Additionally, financial institutions should ensure that they understand the Department of the Treasury’s role in stablecoin supervision. Regardless of which regulator oversees daily operations on the basis of charter type and institutional size, the Department of the Treasury has set a universal baseline for AML and sanctions compliance. By understanding FinCEN and OFAC requirements now, an institution can build its transaction monitoring and other internal compliance systems in line with federal standards, regardless of its specific license type.

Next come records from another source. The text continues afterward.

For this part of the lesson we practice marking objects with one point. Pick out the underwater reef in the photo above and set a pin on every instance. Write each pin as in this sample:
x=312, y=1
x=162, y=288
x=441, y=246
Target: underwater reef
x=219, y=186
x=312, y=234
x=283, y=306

While the Federal Reserve’s pending proposal is the final piece of the puzzle, it will not change the GENIUS Act’s overall roadmap for supervision. Financial institutions that analyse existing proposals can gain a first-mover advantage and be among the first to launch compliant stablecoin products. However, because final rules have yet to be published, financial institutions must assess the current proposals while also anticipating further changes before the law’s full implementation. Ultimately, these final rules will dictate which institutions can leverage stablecoins to capture new, highly efficient payment flows, and which will cede market share to more agile competitors.
By replacing uncertainty with a clear division of labor among state and federal regulators, this supervisory roadmap gives financial institutions the tools needed to update their business models and compliance systems when final GENIUS Act rules take effect in July 2026.
Next steps
As the deadline for GENIUS Act implementation approaches, banks and payment companies must move from high-level statutory analysis to operational preparedness. To ensure a seamless transition into the new supervisory landscape, strategy and compliance teams should consider the following steps:
- Finalise your licensing track. Determine whether projected stablecoin issuance volume justifies a federal license through the OCC or a state-level equivalent. If choosing the state track, evaluate which jurisdictions are most likely to meet "substantial similarity" certification criteria.
- Initiate corporate restructuring. Begin the legal and operational work to house stablecoin activities within a subsidiary. This includes establishing separate governance, capital allocations and internal reporting structures as required under the law.
- Standardise AML and sanctions protocols. Build your transaction monitoring and other internal compliance systems to meet the Department of the Treasury’s mandatory supervisory floor to ensure compliance regardless of licensing track.
- Conduct a supervisory gap analysis. Review existing proposals from the OCC, FDIC or NCUA that apply to your charter type and institutional size. Identify areas where your current risk management frameworks need to be strengthened to meet the direct examination or joint-licensing requirements of these regulators.
- Audit reserve asset management practices and custody arrangements. Align your reserve asset management practices with the specific prudential standards outlined in the recent proposals. Ensure that your custody arrangements provide the transparency and safety-and-soundness protections required for both bank and non-bank issuers.
- Monitor Federal Reserve rulemaking. Assign a dedicated team to track proposals from the Federal Reserve for its member banks. Conduct scenario-planning to understand how its final rules might impact your competitive position relative to non-bank issuers.
- Engage in the public comment process. Submit formal feedback on existing and future proposals from federal regulators before comment periods close. Seek to proactively influence the finalised GENIUS Act framework to ensure that it remains compatible with your business model.